A new generation of artificial intelligence is poised to turn old assumptions about technology on their head.
For years, people working in warehouses or fast food restaurants worried that automation could eliminate their jobs. But new research suggests that generative AI — the kind used in chatbots such as OpenAI’s ChatGPT — will have its biggest impact on white-collar workers with high-paying jobs in industries such as banking and tech.
A report published last month by the Burning Glass Institute, a nonprofit research center, and SHRM, formerly the Society for Human Resource Management, stops short of saying the technology will do away with large numbers of jobs. But it makes clear that workers need to better prepare for a future in which AI could play a significant role in many workplaces that until now have been largely untouched by technological disruption.
For people in tech, it means they may be building their AI replacements.
“There’s no question the workers who will be impacted most are those with college degrees, and those are the people who always thought they were safe,” said Matt Sigelman, president of the Burning Glass Institute.
For hundreds of corporations, the researchers estimated the share of payroll spending that goes to workers employed in the 200 occupations most likely to be affected by generative AI. Many of those jobs are held by affluent college graduates, including business analysts, marketing managers, software developers, database administrators, project managers and lawyers.
Companies in finance, including Goldman Sachs, JPMorgan Chase and Morgan Stanley, have some of the highest percentages of their payrolls likely to be disrupted by generative AI. Not far behind are tech giants like Google, Microsoft and Meta.
Getting AI to do human work could result in big savings for those companies.
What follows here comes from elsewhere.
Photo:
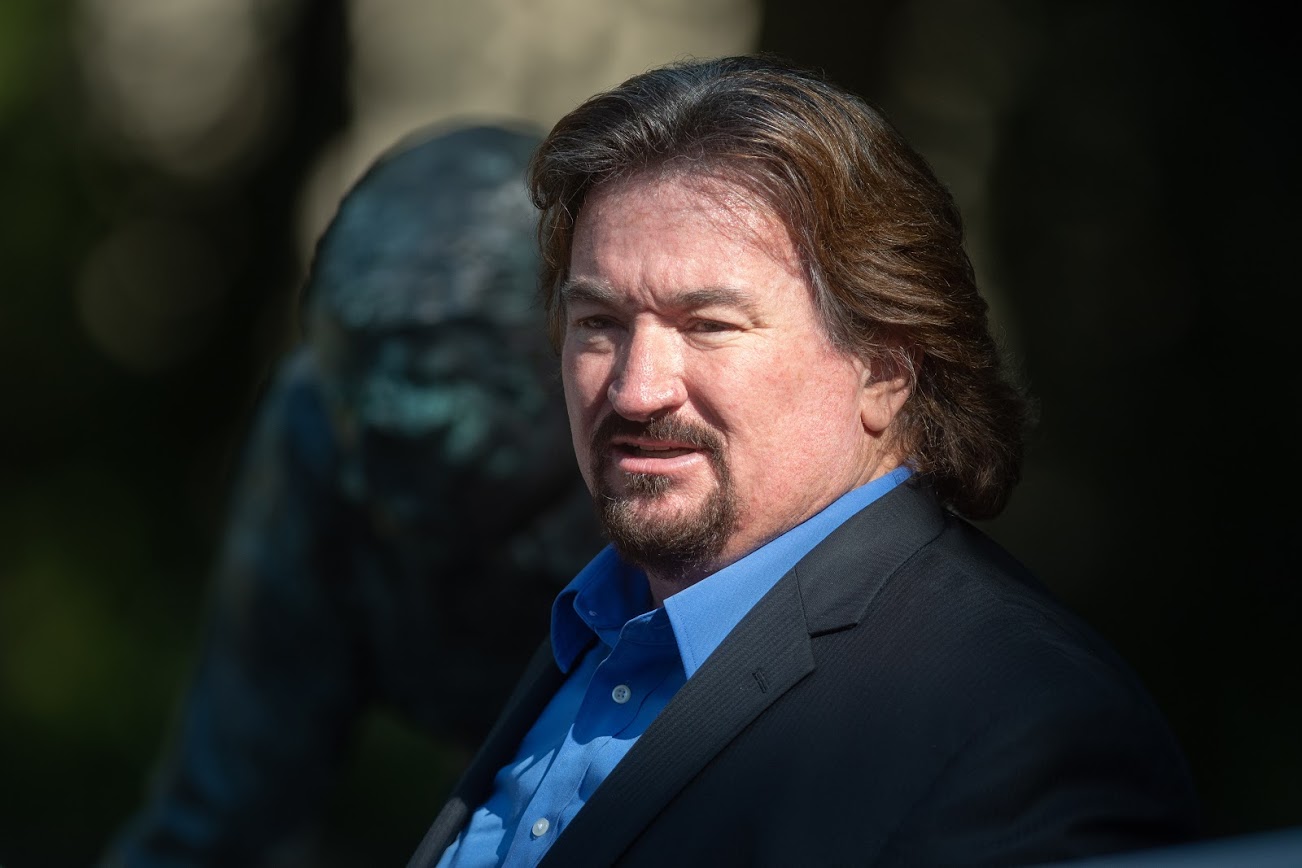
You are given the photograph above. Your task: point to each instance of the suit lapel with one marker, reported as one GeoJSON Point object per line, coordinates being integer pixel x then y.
{"type": "Point", "coordinates": [770, 651]}
{"type": "Point", "coordinates": [537, 686]}
{"type": "Point", "coordinates": [759, 661]}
The research estimates that banks and some tech companies spend 60%-80% of their payrolls, or more, on workers in occupations most likely to be affected by the new technology.
The retail, restaurant and transportation industries are least likely to be affected by generative AI, the report found. Companies like Walmart, McDonald’s and Delta Air Lines mostly employ workers without college degrees who perform roles like helping customers, stocking shelves, cooking food and handling baggage. They spend less than 20% of their payrolls on employees in occupations most likely to be affected by generative AI.
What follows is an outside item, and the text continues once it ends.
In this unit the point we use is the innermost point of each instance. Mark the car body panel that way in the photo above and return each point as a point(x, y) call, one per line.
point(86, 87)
The report doesn’t predict potential job losses related to generative AI. That will be up to employers, the report said, and whether they want to bank the savings from AI automation or use that money to invest and grow, adding more workers. Most experts expect that AI will mostly change jobs for the next few years rather than eliminate them — though that could change if the technology improves sharply.
The report highlights the need for increased training to prepare workers to adapt to a fast-arriving technology, SHRM CEO Johnny C. Taylor Jr. said.
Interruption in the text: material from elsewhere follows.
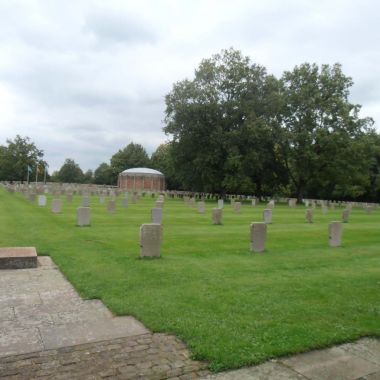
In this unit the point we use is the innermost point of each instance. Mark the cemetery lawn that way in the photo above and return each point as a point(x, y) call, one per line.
point(233, 308)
“Corporations and governments are going to have to seriously invest to get ahead of this,” he said.
The report is the latest entry in a growing field of work trying to predict the effect of generative AI on the economy and the workplace. Other studies have forecast a surge in economic growth and productivity, automating activities that add up to the equivalent of millions of jobs, and time savings of up to 50% for routine office and coding tasks.
In its research, the Burning Glass Institute started with the estimates of generative AI exposure by occupation in a widely cited academic paper that was published last year. It then added its own data sets — including job listings, payroll information, government statistics and corporate disclosures — for the company-by-company calculations. The SHRM report includes a ranking of selected companies. The Burning Glass Institute did the percentage estimates of the payroll spending by company for The New York Times.
Manav Raj, a co-author of the academic paper that the Burning Glass Institute relied on, said the new research appeared to be a credible effort to parse company-level data. But at this stage, he said, all the studies are educated guesses.
“The many papers out there generally conclude that this wave of AI has the potential to have a very large effect,” said Raj, an assistant professor of management at the Wharton School of the University of Pennsylvania. “But it’s going to take some time to find out what that effect really looks like.”